While my family knows about my books I don't have to worry about any of them reviewing one. My Mom can only turn on a computer to play Solataire (yeah, I spelled it wrong) and everyone else like my sister, nephew and such won't bother to read it much less review it.


----------



## Damian Santiago (Aug 20, 2009)

I write in secret as well.  My family and friends don't know of the two books I have for the kindle.  I write erotica and it would just feel a little strange sending my books around to my friends   The problem I have is that so few people leave reviews for erotica...or maybe it's just me.  

I agree with those stating thank them for their time and review, but kindly request a rewrite.


----------



## ASparrow (Oct 12, 2009)

Yay! I got my first "really good review" this morning (from a complete stranger, of course) on Smashwords. No one had ever given me five stars before. It's always been 3 or 4 (no 1's yet though I'm sure they will appear). 

One disconcerting thing is that readers keep finding typos and grammatical errors despite two full passes with different spelling/grammar checkers and three sets of eyes. I think everything's fixed now, but I've felt that way before. At least this last reviewer didn't take off for spelling.


----------



## JimC1946 (Aug 6, 2009)

ASparrow said:


> One disconcerting thing is that readers keep finding typos and grammatical errors despite two full passes with different spelling/grammar checkers and three sets of eyes. I think everything's fixed now, but I've felt that way before. At least this last reviewer didn't take off for spelling.


Proofreading a final manuscript is one of the toughest parts of the writing process, but it's absolutely essential. I'm a Grammar Fuhrer from way back, and after I proofread my book two times, I was certain that the grammar and spelling were perfect. Just to make sure, I asked my Grammar Nazi sister to look over it. She found a dozen errors.

It's tough, but it has to be done.


----------



## anivyl (Nov 12, 2009)

Dear Ms Sparrow,

I think, if this date thing is correct, that 5 star thing is from me (yay!??!) The reason why I didn't take any stars off is there was no point. your tale is solid and the errors didn't take away much from the story. Not to mention, i just trampled past the words anyways because I was more concern about whether the X saw what he wanted to see more than the words itself. besides, it was pretty obvious to me what those words were meant to be, so it wasn't hard. I can re-go through the book to proof read if you want, but it might be a few days before I am finished ^_^


----------



## ASparrow (Oct 12, 2009)

Wow! Instant feedback and interaction. Isn't the internet great? Any crumb of grammar or spelling advice that can be thrown my way would be most appreciated.
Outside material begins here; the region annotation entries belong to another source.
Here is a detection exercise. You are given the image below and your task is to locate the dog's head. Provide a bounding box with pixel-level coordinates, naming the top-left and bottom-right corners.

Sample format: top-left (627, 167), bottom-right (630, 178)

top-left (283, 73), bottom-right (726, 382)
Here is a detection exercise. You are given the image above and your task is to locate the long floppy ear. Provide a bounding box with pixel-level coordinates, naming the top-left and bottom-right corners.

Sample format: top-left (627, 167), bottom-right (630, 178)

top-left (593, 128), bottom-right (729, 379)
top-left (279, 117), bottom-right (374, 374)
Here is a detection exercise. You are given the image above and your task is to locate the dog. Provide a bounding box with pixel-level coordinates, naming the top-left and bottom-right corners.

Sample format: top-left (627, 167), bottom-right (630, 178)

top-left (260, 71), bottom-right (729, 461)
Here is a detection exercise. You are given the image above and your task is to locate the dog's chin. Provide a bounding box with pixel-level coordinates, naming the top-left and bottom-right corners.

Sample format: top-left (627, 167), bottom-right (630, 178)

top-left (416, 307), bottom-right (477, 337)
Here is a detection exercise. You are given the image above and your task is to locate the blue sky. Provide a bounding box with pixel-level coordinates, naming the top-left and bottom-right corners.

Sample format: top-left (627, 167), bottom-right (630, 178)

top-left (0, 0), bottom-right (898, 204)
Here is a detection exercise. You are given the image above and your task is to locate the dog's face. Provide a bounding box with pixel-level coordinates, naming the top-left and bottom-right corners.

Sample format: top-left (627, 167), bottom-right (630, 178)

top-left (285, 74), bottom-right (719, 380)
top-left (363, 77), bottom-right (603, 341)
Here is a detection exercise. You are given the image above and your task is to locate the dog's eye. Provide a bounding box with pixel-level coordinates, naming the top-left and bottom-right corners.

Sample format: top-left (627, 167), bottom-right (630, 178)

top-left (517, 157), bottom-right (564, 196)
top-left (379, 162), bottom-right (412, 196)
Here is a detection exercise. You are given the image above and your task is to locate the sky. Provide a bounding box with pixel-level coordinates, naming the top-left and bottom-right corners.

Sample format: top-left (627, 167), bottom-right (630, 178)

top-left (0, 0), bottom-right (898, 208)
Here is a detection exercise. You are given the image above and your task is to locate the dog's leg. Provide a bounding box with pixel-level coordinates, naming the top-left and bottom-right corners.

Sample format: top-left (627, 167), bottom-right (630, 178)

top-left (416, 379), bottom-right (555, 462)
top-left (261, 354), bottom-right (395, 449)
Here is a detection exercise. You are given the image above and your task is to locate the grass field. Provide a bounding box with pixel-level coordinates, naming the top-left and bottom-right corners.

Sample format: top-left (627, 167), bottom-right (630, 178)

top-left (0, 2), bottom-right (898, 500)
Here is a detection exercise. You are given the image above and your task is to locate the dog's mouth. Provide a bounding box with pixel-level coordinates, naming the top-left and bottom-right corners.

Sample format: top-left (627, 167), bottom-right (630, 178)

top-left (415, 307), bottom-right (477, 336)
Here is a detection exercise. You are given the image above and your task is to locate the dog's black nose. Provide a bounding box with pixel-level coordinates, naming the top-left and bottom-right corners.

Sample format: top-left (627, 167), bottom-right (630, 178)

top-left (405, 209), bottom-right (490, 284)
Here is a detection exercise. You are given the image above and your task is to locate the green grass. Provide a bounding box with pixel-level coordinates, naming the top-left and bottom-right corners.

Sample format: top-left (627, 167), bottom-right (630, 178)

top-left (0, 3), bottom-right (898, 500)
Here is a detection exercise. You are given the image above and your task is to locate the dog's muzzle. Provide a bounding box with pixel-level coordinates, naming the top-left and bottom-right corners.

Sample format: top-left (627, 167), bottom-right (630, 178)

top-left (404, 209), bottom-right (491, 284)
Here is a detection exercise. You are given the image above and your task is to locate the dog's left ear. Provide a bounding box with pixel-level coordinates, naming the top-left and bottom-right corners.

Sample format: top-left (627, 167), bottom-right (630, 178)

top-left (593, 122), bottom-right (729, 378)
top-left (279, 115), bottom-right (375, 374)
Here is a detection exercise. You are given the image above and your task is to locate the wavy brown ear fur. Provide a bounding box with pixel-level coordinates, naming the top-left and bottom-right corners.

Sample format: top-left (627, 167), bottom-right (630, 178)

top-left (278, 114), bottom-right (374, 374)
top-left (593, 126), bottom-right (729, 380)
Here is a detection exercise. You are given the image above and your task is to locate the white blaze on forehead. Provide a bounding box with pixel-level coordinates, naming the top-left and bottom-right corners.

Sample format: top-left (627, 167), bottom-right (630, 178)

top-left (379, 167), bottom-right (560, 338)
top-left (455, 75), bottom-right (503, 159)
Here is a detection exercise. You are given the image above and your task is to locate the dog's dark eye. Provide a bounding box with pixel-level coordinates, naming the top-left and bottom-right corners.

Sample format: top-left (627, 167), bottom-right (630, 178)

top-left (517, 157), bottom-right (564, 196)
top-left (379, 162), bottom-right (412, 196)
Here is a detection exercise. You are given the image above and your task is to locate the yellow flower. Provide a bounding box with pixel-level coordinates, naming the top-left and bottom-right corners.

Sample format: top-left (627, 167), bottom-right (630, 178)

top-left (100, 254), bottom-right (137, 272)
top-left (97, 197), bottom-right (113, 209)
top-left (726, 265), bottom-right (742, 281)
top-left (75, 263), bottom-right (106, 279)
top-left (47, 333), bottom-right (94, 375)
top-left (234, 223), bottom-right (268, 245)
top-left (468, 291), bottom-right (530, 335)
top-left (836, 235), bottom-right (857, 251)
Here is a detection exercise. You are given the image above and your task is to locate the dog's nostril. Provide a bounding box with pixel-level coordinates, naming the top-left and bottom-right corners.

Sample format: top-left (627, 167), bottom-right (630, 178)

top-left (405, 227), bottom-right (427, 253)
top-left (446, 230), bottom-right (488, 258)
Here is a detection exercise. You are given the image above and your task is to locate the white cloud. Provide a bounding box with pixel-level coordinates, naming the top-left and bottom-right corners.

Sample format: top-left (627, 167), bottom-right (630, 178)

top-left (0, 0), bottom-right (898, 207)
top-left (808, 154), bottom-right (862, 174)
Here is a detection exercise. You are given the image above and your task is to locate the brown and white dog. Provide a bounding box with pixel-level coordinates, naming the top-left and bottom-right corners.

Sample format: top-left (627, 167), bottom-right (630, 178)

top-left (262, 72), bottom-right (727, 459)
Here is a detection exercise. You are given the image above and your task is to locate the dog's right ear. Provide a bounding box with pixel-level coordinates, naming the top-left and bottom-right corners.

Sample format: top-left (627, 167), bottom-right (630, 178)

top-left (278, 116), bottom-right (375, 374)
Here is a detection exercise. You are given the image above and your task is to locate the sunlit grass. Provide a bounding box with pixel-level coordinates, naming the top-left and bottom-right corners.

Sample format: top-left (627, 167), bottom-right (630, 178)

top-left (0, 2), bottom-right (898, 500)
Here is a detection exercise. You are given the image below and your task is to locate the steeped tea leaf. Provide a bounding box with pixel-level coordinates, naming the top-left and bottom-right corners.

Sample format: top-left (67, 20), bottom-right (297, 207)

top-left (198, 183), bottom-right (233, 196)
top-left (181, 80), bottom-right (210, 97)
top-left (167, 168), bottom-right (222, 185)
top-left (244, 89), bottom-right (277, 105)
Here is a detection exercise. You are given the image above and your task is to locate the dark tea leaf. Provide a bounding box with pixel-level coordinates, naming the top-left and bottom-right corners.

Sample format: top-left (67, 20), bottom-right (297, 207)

Just be sure it's done using the latest version of my book available from Smashwords, others have bravely gone through my minefields before you (and since you last downloaded).


----------



## anivyl (Nov 12, 2009)

add my insomnia and need to geek around on the internet a little before bed time, yes internet is awesome! sure thing, I will re-download it and go through it for you! don't expect a quick turnaround though, this early in the week ^_^


----------



## Edward C. Patterson (Mar 28, 2009)

ASparrow:

I was about to tell you about the typo and spelling thing that all Indie authors suffer through and how some reviewers are focused on that, but there you go, clarification from the horses mouth. If your story is good enough and your writing style engaging, most readers and reviewers will turn an eye (not a blind eye, because they see it) to typos and spelling. One of the benefits of eBook and POD is that you can accumulate feedback on a novel and release maintenance replacements at no cost to you. Every novel I publish I swear will be typo free and I'm getting there, but no cigar. This next one I've delayed for 2 months in an attempt to get there (even employing text-to-sppech on my DX for the last go 'round). Unfortunately, with the Independence of self-publishing, you assume ALL the responsibilities of the publisher, and although the industry has become a beast, and removing it from your cage may seem safe, you still must shoulder all dem dings dat day do. And being an Indie is no excuse. I'll tell yer that.

Ed Patterson


----------



## Nathan (Nov 13, 2009)

going the indie route in regards to editing is hard. A solid freelance editor is going to cost some moolah, so more than not you go it alone. I went over my script countless times, each time finding more things that were in error. I thought I had it like I wanted...then Boom! I got an email just last night from a friend saying that they liked the story but it had some editing mistakes. "[email protected]#M!!!!!!"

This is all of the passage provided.